I turn a water glass upside down to locate a missing item and it works every time.car keys, eye glasses, paper punch. Just about any item found within a matter of minutes. I have told this o many people and they call and thank me as they also said it works for them. I can't explain how and would really like to know how this jogs your memory. Let me know please.

Marie Mac Neil said...

turning a glass upside down on a table to find missing item works
every time.

Anonymous said...

My grandmother always taught us to turn a glass upside down when we lost something. No idea where the superstition came from. She grew up in NYC.

Ambre Carrier said...

ebay.com/itm/390742093136 it's not Nana's, but maybe you can build new memories.

Anonymous said...

Our house keys vanished into thin air from the place they are usually kept. They prevented us from going out of the house shopping.
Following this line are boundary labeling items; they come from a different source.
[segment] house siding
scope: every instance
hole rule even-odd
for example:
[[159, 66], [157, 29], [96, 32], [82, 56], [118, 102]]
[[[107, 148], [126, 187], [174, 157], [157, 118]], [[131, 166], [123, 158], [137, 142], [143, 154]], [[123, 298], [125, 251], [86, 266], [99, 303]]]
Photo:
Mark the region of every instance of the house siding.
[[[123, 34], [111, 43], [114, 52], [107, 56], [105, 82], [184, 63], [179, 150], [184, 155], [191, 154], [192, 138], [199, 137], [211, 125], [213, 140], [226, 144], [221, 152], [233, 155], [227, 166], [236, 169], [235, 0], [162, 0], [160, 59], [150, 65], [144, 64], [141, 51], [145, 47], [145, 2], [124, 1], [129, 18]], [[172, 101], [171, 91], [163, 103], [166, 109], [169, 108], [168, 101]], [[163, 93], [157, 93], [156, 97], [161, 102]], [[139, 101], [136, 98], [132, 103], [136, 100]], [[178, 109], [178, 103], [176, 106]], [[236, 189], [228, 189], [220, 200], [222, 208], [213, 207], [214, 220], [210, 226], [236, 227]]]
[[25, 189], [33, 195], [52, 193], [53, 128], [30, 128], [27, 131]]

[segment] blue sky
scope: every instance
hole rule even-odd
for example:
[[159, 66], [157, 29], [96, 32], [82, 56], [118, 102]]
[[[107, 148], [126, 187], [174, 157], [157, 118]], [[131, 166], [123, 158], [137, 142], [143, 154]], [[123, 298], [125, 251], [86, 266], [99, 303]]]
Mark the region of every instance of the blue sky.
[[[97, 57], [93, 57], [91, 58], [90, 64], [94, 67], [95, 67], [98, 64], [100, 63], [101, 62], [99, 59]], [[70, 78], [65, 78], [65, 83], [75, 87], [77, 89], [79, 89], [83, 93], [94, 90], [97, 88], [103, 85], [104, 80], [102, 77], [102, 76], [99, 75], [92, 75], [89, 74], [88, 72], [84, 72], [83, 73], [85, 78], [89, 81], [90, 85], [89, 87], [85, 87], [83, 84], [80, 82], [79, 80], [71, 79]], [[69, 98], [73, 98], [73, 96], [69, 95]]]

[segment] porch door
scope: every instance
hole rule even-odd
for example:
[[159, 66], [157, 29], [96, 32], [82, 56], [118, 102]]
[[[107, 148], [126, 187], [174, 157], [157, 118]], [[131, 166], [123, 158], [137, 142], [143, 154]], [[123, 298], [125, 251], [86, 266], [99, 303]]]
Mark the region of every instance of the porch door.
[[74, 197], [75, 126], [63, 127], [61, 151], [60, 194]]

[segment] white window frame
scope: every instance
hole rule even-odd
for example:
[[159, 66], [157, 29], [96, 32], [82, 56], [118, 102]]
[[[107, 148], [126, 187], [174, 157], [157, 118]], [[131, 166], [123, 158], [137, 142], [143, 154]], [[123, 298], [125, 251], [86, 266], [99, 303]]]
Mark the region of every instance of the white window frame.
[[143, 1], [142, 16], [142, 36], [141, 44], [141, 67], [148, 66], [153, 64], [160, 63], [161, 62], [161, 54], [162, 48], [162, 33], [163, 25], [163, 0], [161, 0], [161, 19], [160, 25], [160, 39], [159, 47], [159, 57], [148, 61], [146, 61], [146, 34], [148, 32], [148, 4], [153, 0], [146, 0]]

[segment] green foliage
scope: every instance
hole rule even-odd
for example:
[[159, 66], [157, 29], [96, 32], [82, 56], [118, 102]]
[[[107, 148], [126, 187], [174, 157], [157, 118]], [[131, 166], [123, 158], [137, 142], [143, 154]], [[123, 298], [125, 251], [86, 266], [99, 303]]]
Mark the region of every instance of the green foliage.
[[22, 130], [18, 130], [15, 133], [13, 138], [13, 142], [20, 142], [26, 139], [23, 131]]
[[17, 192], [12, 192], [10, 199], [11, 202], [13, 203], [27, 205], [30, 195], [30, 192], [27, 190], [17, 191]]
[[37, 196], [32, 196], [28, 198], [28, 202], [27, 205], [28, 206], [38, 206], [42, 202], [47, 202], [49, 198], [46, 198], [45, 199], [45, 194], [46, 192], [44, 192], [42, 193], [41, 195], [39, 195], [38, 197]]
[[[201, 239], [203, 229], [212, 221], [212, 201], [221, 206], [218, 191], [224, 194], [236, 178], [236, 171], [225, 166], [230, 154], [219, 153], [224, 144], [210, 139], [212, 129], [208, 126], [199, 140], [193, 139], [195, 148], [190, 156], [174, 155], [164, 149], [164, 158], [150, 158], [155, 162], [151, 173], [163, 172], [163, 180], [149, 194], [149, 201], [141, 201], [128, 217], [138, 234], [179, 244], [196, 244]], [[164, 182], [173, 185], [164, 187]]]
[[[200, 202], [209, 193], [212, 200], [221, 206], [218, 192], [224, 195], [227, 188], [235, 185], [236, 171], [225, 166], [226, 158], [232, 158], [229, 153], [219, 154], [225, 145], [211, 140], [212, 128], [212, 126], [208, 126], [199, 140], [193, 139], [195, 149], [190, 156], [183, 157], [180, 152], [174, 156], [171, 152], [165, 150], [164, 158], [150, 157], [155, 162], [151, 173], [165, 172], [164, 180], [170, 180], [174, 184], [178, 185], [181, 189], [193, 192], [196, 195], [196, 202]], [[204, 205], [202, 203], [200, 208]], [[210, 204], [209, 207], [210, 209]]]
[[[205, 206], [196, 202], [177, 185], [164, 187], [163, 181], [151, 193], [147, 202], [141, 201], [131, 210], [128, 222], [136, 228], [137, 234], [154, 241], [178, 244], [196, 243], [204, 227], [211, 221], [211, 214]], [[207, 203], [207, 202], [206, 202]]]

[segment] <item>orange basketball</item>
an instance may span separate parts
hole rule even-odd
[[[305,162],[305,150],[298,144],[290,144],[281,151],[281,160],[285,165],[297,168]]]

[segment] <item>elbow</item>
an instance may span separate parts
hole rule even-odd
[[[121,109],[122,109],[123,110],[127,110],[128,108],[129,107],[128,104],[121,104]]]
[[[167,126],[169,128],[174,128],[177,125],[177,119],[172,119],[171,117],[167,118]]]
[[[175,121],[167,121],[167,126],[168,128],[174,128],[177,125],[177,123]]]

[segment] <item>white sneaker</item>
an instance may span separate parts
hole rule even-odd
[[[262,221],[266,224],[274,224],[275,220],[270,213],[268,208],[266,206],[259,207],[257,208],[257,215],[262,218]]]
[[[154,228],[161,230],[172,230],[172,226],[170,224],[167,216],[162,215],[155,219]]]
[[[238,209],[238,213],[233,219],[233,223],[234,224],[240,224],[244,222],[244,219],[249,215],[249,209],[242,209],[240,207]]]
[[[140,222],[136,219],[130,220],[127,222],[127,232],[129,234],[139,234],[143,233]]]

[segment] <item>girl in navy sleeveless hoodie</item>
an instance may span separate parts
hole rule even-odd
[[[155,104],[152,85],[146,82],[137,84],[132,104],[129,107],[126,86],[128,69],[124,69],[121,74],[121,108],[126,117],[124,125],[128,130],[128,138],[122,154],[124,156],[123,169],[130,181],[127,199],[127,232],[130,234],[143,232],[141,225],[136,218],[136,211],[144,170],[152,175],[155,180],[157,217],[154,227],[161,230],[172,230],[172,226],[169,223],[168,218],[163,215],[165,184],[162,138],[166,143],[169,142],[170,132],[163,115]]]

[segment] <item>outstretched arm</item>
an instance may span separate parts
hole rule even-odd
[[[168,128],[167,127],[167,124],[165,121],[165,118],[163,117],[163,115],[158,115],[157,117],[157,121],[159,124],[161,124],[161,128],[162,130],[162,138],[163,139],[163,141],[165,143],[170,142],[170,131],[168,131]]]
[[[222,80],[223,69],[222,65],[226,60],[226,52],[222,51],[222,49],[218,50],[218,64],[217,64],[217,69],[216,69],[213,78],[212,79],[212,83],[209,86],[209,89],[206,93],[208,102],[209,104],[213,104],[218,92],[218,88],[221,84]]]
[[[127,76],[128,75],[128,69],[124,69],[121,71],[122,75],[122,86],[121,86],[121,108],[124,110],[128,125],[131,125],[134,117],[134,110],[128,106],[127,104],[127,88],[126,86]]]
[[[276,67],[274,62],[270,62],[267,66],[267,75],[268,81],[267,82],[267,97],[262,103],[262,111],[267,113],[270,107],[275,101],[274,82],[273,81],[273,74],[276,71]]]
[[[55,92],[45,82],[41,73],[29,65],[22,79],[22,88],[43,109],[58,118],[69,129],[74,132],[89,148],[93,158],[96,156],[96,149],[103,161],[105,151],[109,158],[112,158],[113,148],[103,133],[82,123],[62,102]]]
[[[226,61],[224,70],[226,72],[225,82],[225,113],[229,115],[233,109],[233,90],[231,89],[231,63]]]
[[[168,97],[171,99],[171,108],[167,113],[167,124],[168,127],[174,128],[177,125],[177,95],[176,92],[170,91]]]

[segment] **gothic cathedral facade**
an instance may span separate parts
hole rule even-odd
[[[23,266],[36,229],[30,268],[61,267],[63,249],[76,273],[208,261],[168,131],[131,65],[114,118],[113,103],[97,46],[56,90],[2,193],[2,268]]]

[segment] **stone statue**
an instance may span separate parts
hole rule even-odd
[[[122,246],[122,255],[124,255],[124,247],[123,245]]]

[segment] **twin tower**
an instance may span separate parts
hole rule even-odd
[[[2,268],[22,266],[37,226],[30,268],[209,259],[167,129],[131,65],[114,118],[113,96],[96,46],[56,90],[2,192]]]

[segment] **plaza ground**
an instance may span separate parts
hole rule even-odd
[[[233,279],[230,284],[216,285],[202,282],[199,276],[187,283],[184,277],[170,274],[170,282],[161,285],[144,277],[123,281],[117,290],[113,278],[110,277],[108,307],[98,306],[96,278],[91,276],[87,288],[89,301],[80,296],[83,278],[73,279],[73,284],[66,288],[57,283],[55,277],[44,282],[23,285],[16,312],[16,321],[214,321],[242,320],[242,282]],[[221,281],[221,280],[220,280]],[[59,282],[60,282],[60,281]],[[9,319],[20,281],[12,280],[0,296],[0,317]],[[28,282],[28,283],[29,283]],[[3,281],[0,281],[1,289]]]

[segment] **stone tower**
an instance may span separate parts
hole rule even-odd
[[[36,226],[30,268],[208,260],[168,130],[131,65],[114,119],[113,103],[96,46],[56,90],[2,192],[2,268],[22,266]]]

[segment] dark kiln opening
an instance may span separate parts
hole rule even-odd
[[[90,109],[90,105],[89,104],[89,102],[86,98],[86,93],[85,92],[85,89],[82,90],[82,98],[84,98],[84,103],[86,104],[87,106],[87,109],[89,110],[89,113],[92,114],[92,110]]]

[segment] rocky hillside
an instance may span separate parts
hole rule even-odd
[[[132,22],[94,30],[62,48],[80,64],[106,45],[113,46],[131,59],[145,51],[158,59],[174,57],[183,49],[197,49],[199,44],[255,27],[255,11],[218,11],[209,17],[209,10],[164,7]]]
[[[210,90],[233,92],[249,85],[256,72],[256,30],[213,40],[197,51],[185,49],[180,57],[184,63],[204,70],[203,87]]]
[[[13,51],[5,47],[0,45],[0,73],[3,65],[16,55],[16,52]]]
We searched for them all night and gave up at 1 am. I did dowse for answers and the dowsing crystal admitted that a ghost had hidden them. It also said that they would reappear that night and not the morning. Meanwhile a friend told me about the glass upside down trick. So I turned a glass upside down and left it in the lounge. We then went upstairs to do something else and when we returned to the lounge, there the keys were back in the place they went missing from. Hmmm.... No one else lives in the house. Freaking mystery. But yeah.. the glass trick worked and the ghosts were severely told off and thanked in the same sentence.